Le gland de la sonnette, le manche en ivoire de l'ombrelle de la belle... Michel Onfray n'a jamais lu Flaubert.
Commentaire n°1 posté par Dominique Hasselmann le 30/09/2010 à 07h46
Comment ? Michel Onfray s'est tapée la Maréchale ? (J'adore lancer des rumeurs.)
Réponse de PhA le 30/09/2010 à 08h09
Tu parles de la veuve Pétain ?
Commentaire n°2 posté par Dominique Hasselmann le 30/09/2010 à 08h12
Et roule la boule de neige !
Réponse de PhA le 30/09/2010 à 08h41
Un classique. On (je) ne s'en lasse pas.
(très joli ce tableau de Monet)
Vos "non-dits" vont parler à vos élèves, c'est sûr.
Commentaire n°3 posté par Ambre le 30/09/2010 à 09h40
C'est vrai que ça les a fait réagir. Il y en a même eu un pour lui conseiller d'écrire des polars.
Réponse de PhA le 30/09/2010 à 09h45
Ah ah ah! excellent!
Commentaire n°4 posté par Ambre le 30/09/2010 à 10h24
Et assez bien vu aussi, en fait, quand on lit le texte en détail. Le plaisir de voir ce qui ne saute pas à l'oeil, c'est le début de la lecture.
Réponse de PhA le 30/09/2010 à 10h33
Et de l'écriture.
Commentaire n°5 posté par Moons le 30/09/2010 à 11h57
Ne nous précipitons pas !
Réponse de PhA le 30/09/2010 à 22h34
de la grande supériorité de la littérature sur la philosophie : savoir faire place au silence, savoir se taire.
Commentaire n°6 posté par Aléna le 30/09/2010 à 12h13
Je ne connais rien à la philo - mais grâce à vous je peux me taire sur le sujet : ça me donnera toujours le dernier mot.
Réponse de PhA le 30/09/2010 à 22h36
Sommes cachés derrière les roseaux avec ses sentiments, le coeur battant, avant que ne surgisse le lion.
Commentaire n°7 posté par quotiriens le 30/09/2010 à 13h56
Alors nous sommes cachés tout contre la Maréchale.
Réponse de PhA le 30/09/2010 à 22h41
A la relecture, je me dis que certains ont l'esprit mal tourné. Que dis-je mal tourné ? Détourné !
Commentaire n°8 posté par Moons le 30/09/2010 à 15h12
Mais il faut avoir l'esprit mal tourné ! Frédéric ne l'a pas assez, voyez le résultat.
Réponse de PhA le 30/09/2010 à 22h42
Payé pour sans le leur dire faire leur éducation.
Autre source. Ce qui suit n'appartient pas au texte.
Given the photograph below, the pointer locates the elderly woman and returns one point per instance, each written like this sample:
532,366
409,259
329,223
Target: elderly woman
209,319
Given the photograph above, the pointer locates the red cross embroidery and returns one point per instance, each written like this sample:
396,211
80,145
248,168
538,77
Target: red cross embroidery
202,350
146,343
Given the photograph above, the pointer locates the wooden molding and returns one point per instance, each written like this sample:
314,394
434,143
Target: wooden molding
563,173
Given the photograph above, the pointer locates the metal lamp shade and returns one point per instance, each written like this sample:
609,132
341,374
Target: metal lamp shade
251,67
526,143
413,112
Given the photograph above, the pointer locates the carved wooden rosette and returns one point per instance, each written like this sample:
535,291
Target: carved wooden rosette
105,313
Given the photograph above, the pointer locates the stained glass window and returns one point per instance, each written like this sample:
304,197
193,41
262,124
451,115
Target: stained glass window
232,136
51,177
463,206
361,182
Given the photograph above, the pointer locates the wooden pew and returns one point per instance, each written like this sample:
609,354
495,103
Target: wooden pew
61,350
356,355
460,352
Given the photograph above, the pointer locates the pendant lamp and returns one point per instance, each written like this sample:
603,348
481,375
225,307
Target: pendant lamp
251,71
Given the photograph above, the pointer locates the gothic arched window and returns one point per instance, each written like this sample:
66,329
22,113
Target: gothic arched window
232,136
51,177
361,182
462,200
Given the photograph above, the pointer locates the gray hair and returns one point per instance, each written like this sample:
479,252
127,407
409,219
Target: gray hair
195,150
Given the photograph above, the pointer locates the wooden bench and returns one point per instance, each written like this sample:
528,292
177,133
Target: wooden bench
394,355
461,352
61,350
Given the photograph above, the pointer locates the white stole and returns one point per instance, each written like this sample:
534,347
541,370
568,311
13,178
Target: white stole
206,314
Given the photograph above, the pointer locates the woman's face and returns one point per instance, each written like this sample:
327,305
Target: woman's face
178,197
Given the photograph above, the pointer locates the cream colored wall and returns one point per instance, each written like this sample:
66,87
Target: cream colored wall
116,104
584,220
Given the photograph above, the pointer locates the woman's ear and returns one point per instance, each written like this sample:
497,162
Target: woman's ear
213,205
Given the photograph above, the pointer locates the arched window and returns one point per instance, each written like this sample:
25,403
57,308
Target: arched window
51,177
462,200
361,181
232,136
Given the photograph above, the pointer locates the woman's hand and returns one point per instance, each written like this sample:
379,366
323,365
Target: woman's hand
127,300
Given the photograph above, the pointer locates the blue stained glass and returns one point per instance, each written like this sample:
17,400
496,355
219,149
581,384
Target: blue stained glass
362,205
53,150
Commentaire n°9 posté par albin le 30/09/2010 à 23h17
sentimentale ?
Réponse de PhA le 01/10/2010 à 09h47
... En espérant qu'ils se débrouillent mieux que Frédéric.
Commentaire n°10 posté par Nadège le 01/10/2010 à 09h44
On leur souhaite !
Réponse de PhA le 01/10/2010 à 09h47
J'abandonne volontiers cette midinette de madame Bovary pour ce pusillanime de Frédéric Moreau. C'est madame Ratée qui a retenu l'attention et non monsieur.
Commentaire n°11 posté par Zoë le 04/10/2010 à 21h30
L'éducation sentimentale et Bouvard et Pécuchet sont deux Flaubert préférés, d'ailleurs je pensais aux deux en même temps en écrivant mon premier roman.